For Executive Director Sandy Brown, the collaboration with the mediation centers will help keep the focus of Mid-Shore Pro Bono on finding volunteer attorneys for clients whose cases can only be resolved within the court system.
Many cases can be settled through mediation alone, where parties involved come together with trained mediators in a neutral setting. Participants discuss their dispute and work out a solution agreeable to all. Community Mediation Upper Shoreserves Cecil, Kent and Queen Anne’s counties. Mid Shore Community Mediation Center serves Caroline, Dorchester and Talbot counties.
While Mid-Shore Pro Bono’s services are limited to clients within set income guidelines, the mediation centers’ services are available to everyone. Being able to refer cases to one of the mediation organizations allows Brown to help even those whose income or assets are above the agency’s limits, but who still may not be able to afford an attorney.
Mid-Shore Pro Bono’s caseload has grown significantly since the agency moved from Centreville to its new, more accessible location in downtown Easton. Brown attributes that increase both to greater visibility and to the difficult economy.
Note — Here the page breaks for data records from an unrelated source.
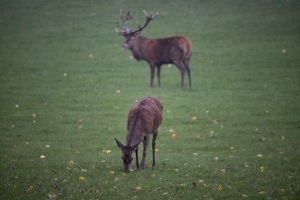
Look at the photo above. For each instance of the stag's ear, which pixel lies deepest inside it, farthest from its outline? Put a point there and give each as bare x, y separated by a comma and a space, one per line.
119, 143
136, 145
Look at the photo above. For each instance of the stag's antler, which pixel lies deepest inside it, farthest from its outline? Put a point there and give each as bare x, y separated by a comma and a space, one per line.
125, 30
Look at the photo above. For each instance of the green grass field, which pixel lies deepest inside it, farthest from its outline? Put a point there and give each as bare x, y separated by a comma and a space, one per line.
66, 88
“There has been an enormous influx of civil cases,” she said. “Mediation is an appropriate alternative for many of them and can keep participants from ever entering a courtroom.”
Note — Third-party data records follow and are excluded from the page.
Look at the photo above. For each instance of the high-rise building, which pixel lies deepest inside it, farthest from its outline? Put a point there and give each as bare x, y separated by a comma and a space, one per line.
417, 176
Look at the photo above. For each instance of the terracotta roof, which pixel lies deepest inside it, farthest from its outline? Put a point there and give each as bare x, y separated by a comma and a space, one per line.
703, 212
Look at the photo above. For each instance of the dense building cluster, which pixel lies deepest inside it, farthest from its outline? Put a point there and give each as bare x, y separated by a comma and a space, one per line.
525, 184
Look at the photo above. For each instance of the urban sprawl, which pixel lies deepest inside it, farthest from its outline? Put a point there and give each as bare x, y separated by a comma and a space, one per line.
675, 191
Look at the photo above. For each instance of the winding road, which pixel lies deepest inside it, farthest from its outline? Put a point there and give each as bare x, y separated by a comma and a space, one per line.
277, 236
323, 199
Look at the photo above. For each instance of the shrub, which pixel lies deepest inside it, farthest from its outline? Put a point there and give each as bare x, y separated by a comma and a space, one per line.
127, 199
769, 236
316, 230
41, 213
Jim Richardson is a Queen Anne’s County attorney and trained mediator who volunteers twice a month at Mid-Shore Pro Bono. Immediate past national president of the Federal Bar Association, he countered the perception that attorneys do not support mediation.
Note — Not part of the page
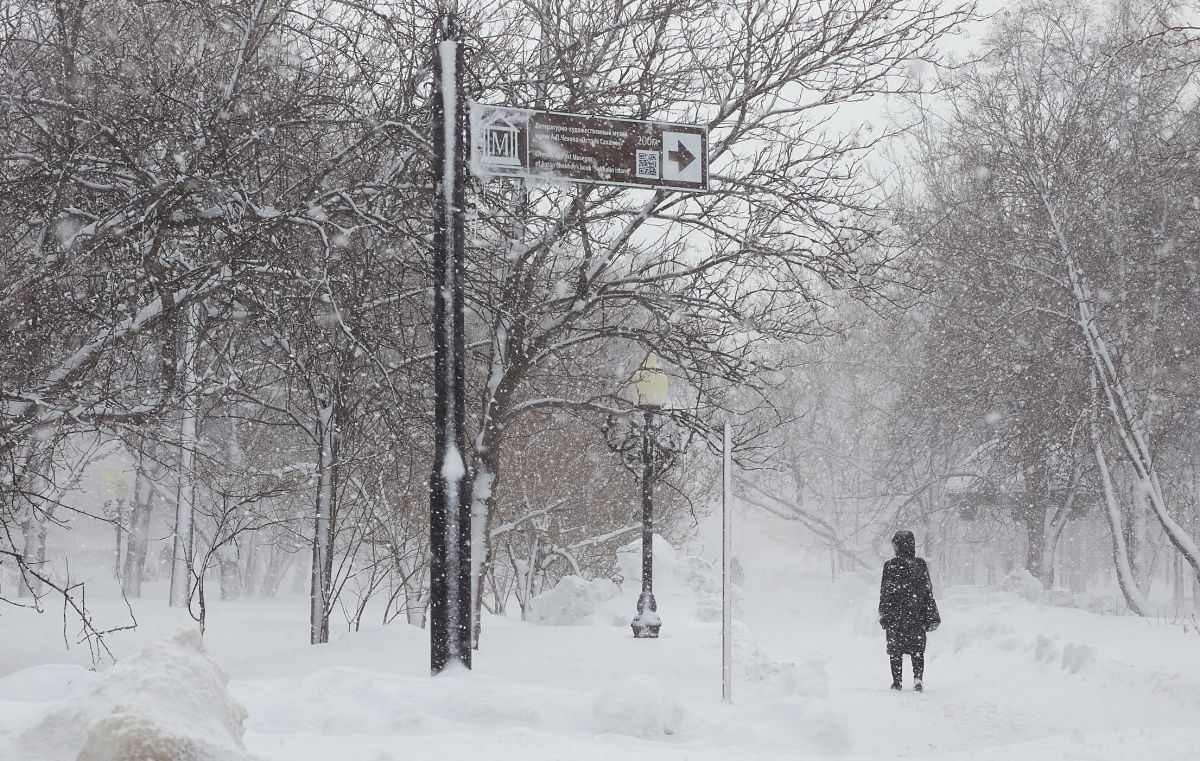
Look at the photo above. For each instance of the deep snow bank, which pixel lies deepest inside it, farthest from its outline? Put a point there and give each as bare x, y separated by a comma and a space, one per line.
168, 702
“Most attorneys are not opposed to mediation,” he explained. “However, they can be opposed to solving problems any way that is not the way they know. Most family lawyers are trial attorneys and think in terms of winning and losing. Mediation is a win-win process.”
“Both Mid-Shore Pro Bono and the mediation centers are working with people who would not otherwise have access to legal services,” added Brown. “We’re not taking cases from attorneys or paid mediators. We’re taking cases that would have slipped through the cracks.”
Richardson noted that judges are very supportive of mediation. “The court system is becoming clogged,” he said. “Talk to any Federal District Judge and they will say that alternative dispute resolution is the greatest thing that’s happened to American jurisprudence.”
Penni Doyle, Executive Director of Community Mediation Upper Shore, described getting to mediation as a matter of educating the public. “Most people think either in terms of Jerry Springer or Judge Judy,” she said. “There is a third option. You can talk and come up with a solution that really solves the problem.”
The legal system is not necessarily left out of the mediation process. “If people write an agreement in mediation,” said Peter Taillie, Executive Director of Mid Shore Community Mediation Center, “they may want that agreement to be signed off on by an attorney.” In that situation, the case may be referred back to Mid-Shore Pro Bono for legal services.
The mediation centers are ready for the cases headed their way. Doyle has 35 to 40 trained, volunteer mediators working with her center, while Taillie has more than seventy. Both are eager to work with Mid-Shore Pro Bono.
Taillie described the collaboration as a classic case of the courts, community service agencies and legal nonprofits working together to provide the most appropriate service for each individual. “It’s unprecedented,” he added.
“It’s all about being effective and efficient,” said Brown. “We would like to preempt unnecessary litigation and focus on those cases that really cannot be resolved in mediation. Working together, we can help make sure no one slips through the cracks.”